Swedish governor, admiral. and baron (1647-1725)

Erik Carlsson Sjöblad (August 28, 1647 – May 31, 1725) was a Swedish governor, admiral, and baron.

==Early life==
Sjöblad was born in Halmstad, Halland, Sweden. His father, a general, was Baron Carol Sjöblad Nilsson (1611–1696); his mother was Maria Eriksdotter Stierna (1614–1686).

==Career==
Sjöblad began his military career in 1664 at the age of 17, when he took a post in the English fleet. After nine years he returned to Sweden, now as captain. In the Swedish admiralty, he rose quickly in rank, and in 1676, he was appointed admiral, when only 29 years old.

In 1677, he led his squadron against the Dano-Norwegian admiral Niels Juel.
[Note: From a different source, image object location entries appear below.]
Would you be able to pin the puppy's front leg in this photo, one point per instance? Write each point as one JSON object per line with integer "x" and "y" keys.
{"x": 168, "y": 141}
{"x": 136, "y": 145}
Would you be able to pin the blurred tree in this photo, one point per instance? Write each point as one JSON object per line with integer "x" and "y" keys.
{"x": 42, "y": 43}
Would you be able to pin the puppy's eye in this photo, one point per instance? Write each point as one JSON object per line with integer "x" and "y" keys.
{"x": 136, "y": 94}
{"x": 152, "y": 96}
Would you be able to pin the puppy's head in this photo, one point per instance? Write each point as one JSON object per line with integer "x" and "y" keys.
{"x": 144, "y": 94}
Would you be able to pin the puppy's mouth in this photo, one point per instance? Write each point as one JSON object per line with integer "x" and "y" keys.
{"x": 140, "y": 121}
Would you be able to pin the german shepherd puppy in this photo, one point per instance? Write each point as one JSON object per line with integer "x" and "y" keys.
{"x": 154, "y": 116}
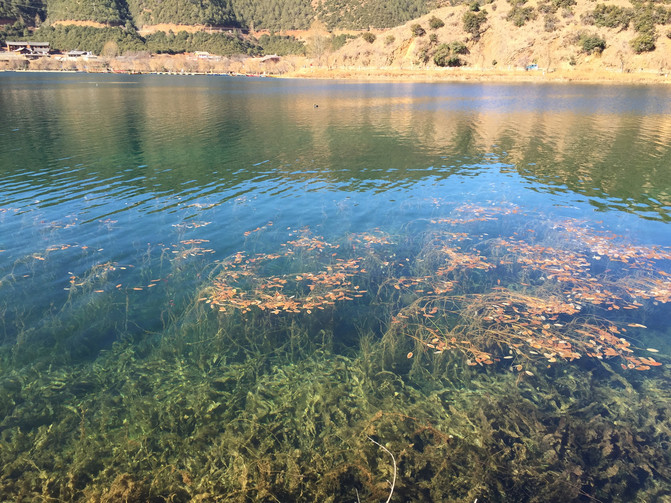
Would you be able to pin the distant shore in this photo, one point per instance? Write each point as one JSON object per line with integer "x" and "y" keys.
{"x": 296, "y": 67}
{"x": 482, "y": 75}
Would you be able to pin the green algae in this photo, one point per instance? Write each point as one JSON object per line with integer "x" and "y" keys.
{"x": 231, "y": 402}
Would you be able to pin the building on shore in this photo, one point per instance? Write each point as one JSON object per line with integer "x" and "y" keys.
{"x": 29, "y": 49}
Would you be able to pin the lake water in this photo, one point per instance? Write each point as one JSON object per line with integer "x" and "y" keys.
{"x": 239, "y": 289}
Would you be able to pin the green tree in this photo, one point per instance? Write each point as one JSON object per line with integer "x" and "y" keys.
{"x": 417, "y": 30}
{"x": 472, "y": 22}
{"x": 368, "y": 37}
{"x": 435, "y": 23}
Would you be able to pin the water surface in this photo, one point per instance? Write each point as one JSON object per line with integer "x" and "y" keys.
{"x": 222, "y": 289}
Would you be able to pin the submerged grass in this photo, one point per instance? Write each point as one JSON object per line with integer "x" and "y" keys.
{"x": 484, "y": 366}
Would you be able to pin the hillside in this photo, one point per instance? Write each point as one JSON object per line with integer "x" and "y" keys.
{"x": 504, "y": 35}
{"x": 617, "y": 37}
{"x": 247, "y": 14}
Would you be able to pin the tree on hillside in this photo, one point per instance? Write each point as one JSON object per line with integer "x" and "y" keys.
{"x": 473, "y": 22}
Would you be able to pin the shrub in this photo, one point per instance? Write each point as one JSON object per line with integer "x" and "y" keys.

The Action of 31 May 1677 ended with Sjöblad's loss of 1,500 men and his ship Amara Then, and he became a prisoner of war. After the Scanian War ended, he was appointed Governor of Blekinge in 1683. He was owner of Herrestad in 1696.

In 1700, he took over the post of Governor of Gothenburg and Bohuslän, built as a port and depot for the Royal Navy.
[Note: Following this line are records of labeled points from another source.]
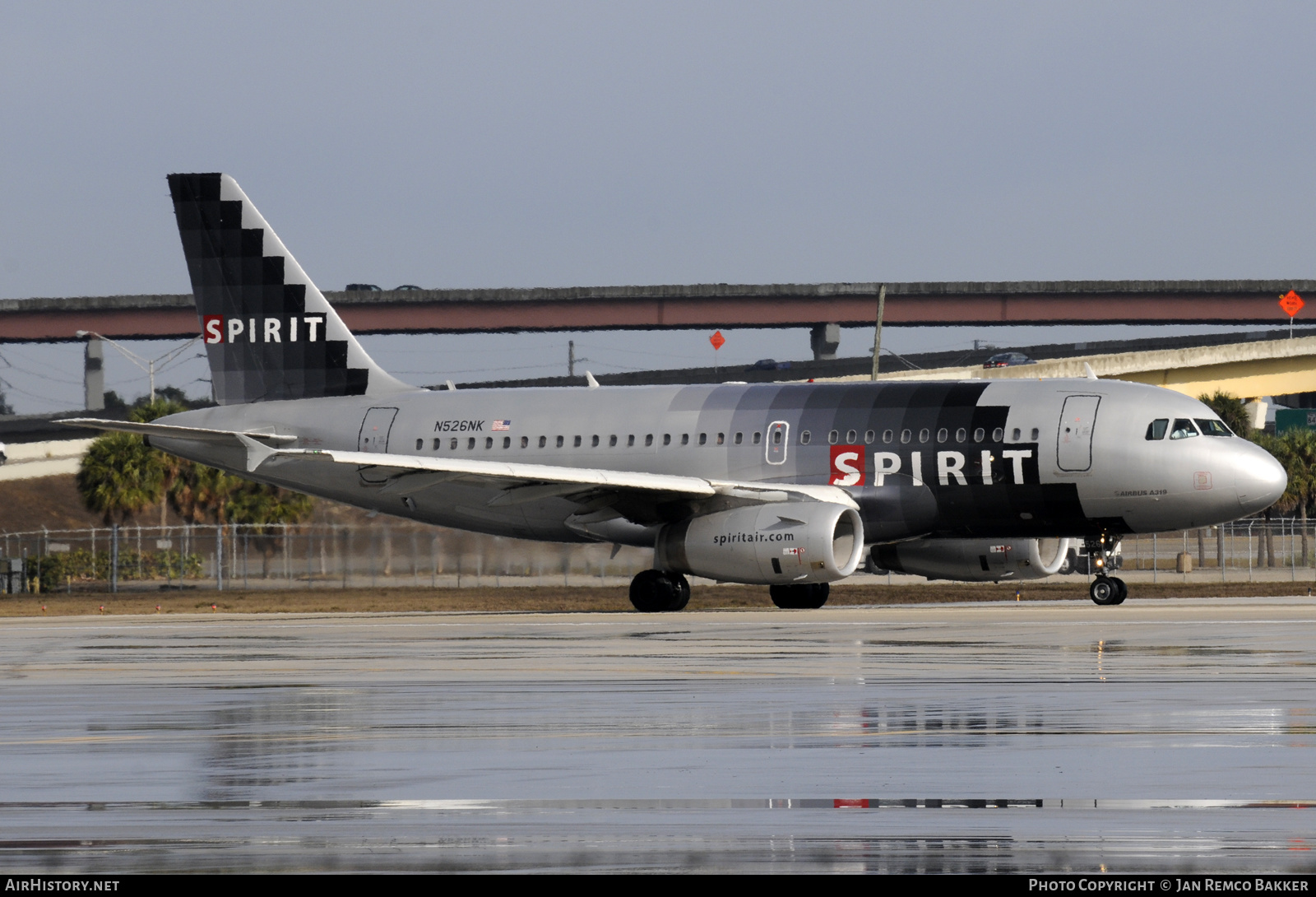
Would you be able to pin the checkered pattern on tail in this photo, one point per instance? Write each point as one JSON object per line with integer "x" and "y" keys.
{"x": 269, "y": 332}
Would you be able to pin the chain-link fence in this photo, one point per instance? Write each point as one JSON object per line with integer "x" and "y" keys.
{"x": 341, "y": 556}
{"x": 232, "y": 556}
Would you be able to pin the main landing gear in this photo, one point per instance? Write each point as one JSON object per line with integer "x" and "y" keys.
{"x": 1105, "y": 589}
{"x": 655, "y": 592}
{"x": 800, "y": 597}
{"x": 1109, "y": 590}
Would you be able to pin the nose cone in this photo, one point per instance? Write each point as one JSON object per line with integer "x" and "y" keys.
{"x": 1260, "y": 478}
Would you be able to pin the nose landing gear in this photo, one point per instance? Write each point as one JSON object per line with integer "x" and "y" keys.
{"x": 1105, "y": 589}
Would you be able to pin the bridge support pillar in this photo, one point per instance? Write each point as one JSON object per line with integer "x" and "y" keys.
{"x": 94, "y": 374}
{"x": 826, "y": 339}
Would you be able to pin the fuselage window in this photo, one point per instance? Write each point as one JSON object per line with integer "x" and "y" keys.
{"x": 1182, "y": 428}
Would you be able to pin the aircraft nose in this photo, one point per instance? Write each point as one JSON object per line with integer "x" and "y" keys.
{"x": 1260, "y": 478}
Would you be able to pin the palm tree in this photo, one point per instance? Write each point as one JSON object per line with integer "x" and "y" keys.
{"x": 171, "y": 465}
{"x": 266, "y": 510}
{"x": 1230, "y": 410}
{"x": 1296, "y": 451}
{"x": 120, "y": 476}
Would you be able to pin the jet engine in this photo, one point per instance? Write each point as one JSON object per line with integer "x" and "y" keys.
{"x": 974, "y": 560}
{"x": 776, "y": 544}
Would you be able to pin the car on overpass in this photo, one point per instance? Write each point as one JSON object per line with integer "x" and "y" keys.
{"x": 1008, "y": 360}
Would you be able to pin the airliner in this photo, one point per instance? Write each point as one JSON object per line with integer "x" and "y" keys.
{"x": 786, "y": 485}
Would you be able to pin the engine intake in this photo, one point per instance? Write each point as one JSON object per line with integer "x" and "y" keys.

Sjöblad soon proved to be an arbitrary county manager, and was described by a contemporary writer as "in every inch a despot." After the magistrate had collected together evidence of his irregularities, including diversion of Crown resources and income, Sjöblad was summoned to the National Council of Stockholm. He was brought to trial, accused of "several difficult goals af self-interest, abuse and self-readiness." In October 1711, he was sentenced to lose his posts, "life, honor and goods". The death penalty was repealed later and converted into a prison sentence. After the death of Charles XII, Sjöblad was restored to his titles by Queen Ulrika Eleonora in 1719.

==Personal life==
Sjoblad married Charlotta Regina Palbitski (born 1663) in 1681. They had three children, a son, Carl Georg Siöblad, and two daughters, Ulrika Maria Eriksdotter Sjöblad (died 1758) and Charlotte Christina Sjöblad (died 1771).

He died in 1725 in Gothenburg, Västergötland, Sweden.